Open trane opened 13 years ago
Sure. Generally if there are spaces, it's because it's really someone else's code.
Actually, no. You use spaces whenever you want two lines to line up, and you often use more than for spaces do to it. In this example, you indent both the first and the second line with 1 tab, and then use spaces to line up the xdl_change_compact()
calls.
I propose that our solution is fine.
Also, this should be (and is) integrated into #22
6 spaces = 4 spaces + 2 spaces = 1 tab + 2 space. Right?
Not everyone displays it as 4 spaces though.
That is why spaces > tabs. In the case that people don't use 4 spaces for tabs, and there is a tab somewhere that they set as 2, then your 6 spaces would be way off, as opposed to tab + 2 spaces, as the tab scales to the number of spaces they want tab to scale to, where your spaces don't scale at all.

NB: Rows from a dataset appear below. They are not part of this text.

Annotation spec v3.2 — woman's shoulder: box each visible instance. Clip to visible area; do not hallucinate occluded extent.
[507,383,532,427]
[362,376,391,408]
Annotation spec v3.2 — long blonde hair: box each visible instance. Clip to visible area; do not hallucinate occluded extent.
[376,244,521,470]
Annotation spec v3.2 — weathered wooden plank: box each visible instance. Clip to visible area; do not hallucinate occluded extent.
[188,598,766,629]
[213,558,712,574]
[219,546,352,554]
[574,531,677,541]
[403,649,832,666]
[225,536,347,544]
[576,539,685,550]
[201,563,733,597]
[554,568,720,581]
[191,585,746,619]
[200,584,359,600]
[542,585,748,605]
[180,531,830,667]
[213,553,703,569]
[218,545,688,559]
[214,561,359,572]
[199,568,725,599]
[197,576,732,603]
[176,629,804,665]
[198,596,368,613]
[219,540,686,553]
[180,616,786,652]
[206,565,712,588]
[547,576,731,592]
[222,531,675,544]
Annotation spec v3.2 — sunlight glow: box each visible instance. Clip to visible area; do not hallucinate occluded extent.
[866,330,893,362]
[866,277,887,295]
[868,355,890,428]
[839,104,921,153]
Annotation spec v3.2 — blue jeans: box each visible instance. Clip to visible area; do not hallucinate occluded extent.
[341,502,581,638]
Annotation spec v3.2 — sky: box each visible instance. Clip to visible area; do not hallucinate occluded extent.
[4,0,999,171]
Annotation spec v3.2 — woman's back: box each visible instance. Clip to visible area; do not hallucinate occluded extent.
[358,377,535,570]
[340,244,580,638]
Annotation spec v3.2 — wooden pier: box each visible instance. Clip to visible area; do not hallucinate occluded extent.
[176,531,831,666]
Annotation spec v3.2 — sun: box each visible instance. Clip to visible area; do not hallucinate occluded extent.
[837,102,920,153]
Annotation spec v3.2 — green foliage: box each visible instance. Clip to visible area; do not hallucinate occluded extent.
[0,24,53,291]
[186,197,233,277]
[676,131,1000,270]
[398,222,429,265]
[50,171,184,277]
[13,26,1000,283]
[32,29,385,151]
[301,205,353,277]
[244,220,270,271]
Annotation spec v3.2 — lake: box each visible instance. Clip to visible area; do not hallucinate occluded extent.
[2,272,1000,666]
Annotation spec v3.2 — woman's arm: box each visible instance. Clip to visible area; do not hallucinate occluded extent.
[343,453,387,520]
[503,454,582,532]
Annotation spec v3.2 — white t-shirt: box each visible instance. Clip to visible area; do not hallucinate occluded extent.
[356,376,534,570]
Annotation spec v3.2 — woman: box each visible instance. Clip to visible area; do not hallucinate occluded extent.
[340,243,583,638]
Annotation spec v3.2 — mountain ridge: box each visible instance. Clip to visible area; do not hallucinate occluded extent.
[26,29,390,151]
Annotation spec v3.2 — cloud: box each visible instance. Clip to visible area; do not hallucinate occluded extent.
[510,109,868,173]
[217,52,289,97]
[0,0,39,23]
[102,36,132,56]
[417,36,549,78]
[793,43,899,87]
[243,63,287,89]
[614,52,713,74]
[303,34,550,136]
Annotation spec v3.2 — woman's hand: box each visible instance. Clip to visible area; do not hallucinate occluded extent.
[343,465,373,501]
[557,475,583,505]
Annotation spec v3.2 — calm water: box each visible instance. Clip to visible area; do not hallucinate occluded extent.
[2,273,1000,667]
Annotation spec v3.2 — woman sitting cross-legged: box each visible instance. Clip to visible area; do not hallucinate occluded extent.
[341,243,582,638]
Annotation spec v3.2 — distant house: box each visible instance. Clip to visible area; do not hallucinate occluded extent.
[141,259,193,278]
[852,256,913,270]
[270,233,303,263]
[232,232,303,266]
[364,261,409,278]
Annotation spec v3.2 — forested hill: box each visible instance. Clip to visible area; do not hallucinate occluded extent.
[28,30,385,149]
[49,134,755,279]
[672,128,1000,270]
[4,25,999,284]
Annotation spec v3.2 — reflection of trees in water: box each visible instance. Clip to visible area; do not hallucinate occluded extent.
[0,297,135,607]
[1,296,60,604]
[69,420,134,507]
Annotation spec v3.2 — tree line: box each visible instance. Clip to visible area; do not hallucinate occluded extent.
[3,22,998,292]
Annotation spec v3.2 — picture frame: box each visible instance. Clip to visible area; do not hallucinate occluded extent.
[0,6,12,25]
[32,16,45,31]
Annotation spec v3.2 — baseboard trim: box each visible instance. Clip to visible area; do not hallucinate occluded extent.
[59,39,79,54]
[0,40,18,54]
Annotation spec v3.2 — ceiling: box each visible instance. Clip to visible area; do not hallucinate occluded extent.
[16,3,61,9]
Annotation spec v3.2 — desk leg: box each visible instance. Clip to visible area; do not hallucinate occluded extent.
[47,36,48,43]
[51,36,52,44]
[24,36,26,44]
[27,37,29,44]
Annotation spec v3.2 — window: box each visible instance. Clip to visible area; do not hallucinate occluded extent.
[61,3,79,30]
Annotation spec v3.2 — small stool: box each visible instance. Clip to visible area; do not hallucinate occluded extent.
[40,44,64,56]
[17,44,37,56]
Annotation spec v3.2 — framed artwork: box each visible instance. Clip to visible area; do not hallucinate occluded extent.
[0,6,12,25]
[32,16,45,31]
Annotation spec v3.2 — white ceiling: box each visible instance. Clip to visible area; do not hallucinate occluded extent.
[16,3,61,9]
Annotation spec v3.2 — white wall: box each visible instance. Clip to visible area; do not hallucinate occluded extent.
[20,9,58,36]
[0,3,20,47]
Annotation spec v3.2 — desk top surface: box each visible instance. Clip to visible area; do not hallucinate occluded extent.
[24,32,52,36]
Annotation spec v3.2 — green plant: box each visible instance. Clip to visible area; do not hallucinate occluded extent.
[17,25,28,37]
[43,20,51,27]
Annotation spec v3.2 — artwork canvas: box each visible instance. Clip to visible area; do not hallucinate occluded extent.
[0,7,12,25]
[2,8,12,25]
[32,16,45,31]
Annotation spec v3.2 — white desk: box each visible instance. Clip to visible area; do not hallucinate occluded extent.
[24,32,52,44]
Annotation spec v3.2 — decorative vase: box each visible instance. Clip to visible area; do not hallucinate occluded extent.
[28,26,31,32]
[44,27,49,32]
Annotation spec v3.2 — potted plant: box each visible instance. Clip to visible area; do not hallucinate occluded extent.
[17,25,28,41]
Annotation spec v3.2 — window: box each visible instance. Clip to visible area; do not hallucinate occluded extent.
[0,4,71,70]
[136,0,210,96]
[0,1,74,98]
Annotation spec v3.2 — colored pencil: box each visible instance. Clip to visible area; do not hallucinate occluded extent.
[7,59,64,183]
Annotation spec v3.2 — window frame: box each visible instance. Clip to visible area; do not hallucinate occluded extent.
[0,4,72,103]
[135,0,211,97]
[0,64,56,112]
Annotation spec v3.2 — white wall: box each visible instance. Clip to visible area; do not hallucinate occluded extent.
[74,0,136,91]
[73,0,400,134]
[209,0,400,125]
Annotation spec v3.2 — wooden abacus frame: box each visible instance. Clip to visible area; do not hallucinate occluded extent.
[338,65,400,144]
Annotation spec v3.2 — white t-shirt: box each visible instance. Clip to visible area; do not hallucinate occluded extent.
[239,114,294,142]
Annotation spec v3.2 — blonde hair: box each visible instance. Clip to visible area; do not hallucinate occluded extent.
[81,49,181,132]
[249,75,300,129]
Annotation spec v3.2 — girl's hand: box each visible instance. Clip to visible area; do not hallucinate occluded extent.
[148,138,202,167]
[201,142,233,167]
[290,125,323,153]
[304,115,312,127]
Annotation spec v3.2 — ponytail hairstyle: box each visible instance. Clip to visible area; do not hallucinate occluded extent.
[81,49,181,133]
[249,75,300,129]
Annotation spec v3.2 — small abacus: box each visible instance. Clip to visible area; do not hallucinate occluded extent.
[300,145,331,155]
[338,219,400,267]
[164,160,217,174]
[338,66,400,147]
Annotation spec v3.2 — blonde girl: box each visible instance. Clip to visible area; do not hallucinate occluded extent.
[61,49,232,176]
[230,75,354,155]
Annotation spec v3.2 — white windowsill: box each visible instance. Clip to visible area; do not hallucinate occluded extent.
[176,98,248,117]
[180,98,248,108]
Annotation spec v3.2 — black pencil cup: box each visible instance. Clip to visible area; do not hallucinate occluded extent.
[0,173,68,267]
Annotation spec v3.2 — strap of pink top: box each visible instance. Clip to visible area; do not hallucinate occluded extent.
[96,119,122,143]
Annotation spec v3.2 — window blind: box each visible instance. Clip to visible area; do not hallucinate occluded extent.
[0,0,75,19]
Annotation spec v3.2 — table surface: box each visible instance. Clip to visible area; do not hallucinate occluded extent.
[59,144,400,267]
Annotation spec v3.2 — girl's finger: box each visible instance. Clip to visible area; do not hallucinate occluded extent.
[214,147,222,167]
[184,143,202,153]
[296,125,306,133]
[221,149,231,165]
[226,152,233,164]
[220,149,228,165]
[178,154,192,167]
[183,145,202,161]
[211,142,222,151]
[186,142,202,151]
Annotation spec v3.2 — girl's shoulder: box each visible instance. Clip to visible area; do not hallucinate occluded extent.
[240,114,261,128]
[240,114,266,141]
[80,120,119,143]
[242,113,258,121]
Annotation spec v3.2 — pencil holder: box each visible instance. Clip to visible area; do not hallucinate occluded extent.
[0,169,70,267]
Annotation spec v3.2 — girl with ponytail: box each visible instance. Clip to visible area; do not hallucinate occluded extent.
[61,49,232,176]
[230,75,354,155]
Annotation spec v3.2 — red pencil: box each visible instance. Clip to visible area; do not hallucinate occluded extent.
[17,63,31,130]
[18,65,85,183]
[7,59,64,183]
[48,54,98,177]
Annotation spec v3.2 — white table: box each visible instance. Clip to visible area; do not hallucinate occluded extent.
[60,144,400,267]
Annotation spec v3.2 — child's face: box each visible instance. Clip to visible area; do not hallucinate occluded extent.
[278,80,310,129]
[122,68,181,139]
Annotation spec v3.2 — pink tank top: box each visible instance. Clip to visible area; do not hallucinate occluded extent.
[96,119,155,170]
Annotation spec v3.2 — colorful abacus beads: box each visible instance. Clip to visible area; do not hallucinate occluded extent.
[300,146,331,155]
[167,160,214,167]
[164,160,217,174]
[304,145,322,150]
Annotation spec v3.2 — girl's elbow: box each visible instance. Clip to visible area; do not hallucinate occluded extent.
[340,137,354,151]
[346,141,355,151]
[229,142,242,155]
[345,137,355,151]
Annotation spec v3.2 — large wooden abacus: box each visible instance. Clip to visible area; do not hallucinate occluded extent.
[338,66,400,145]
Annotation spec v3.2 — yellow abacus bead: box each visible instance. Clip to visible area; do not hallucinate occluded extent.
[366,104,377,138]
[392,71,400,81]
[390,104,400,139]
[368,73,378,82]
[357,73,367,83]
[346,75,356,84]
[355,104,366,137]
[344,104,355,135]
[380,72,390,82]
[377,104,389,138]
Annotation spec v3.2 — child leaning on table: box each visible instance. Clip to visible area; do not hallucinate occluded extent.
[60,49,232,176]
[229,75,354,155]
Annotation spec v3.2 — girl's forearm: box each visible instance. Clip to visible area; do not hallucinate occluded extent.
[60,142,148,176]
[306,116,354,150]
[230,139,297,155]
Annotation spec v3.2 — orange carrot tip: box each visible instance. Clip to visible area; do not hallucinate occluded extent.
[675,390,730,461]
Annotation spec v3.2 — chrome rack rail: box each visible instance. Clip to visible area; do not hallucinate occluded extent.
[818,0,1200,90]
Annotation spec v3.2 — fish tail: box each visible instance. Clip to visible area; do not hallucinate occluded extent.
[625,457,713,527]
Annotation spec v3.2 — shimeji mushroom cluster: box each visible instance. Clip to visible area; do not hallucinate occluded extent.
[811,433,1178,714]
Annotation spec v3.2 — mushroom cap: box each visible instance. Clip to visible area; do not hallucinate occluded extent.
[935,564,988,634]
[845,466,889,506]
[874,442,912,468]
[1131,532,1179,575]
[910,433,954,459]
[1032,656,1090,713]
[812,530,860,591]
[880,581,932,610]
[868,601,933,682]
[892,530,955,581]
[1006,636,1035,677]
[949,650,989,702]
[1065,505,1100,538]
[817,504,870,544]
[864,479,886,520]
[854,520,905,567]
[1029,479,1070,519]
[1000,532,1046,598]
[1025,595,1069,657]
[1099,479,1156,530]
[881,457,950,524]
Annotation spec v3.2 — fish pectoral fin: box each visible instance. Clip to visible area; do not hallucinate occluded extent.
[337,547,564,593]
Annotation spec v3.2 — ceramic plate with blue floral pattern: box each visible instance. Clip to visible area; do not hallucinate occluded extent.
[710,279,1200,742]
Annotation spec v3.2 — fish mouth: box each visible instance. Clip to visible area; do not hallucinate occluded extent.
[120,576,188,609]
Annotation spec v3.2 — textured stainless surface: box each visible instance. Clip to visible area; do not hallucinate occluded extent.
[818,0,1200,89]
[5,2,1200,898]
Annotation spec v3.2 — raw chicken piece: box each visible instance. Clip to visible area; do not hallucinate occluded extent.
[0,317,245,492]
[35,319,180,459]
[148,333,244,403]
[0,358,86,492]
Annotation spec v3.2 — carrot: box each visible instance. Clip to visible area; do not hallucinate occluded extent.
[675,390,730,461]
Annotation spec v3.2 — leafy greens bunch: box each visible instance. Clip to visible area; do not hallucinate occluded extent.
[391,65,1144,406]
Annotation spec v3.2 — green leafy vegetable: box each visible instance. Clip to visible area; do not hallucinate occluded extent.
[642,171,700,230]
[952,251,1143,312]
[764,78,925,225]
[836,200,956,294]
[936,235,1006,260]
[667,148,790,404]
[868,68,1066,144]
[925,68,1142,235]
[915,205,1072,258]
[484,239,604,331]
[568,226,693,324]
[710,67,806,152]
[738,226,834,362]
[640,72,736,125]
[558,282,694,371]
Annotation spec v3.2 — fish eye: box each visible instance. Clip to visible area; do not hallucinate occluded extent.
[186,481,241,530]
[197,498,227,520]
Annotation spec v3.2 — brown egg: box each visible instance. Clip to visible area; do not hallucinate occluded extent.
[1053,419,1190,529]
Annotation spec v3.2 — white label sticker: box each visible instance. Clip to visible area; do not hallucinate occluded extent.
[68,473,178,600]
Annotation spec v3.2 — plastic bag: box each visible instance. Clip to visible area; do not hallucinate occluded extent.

Hey man, I didn't choose the style.
It makes me wonder what they were smoking. The only way to make tabs make sense, is if you use them for everything and don't use spaces for lining up at all. That would sometimes result in something like this...(since they don't use monospaced fonts it still looks a little off)
int fake_func( argument1,
argument2);
I agree there trane here, but hey what do you do.
Huh. Makes sense to me.
There are some places where spaces should be tabs in libdiff.c. Anytime there are 4 spaces, that can be a tab, even if those 4 spaces are for lining things up. If there are 6 spaces, four of them should be 1 tab and the other 2 just spaces. I can fix it if you want.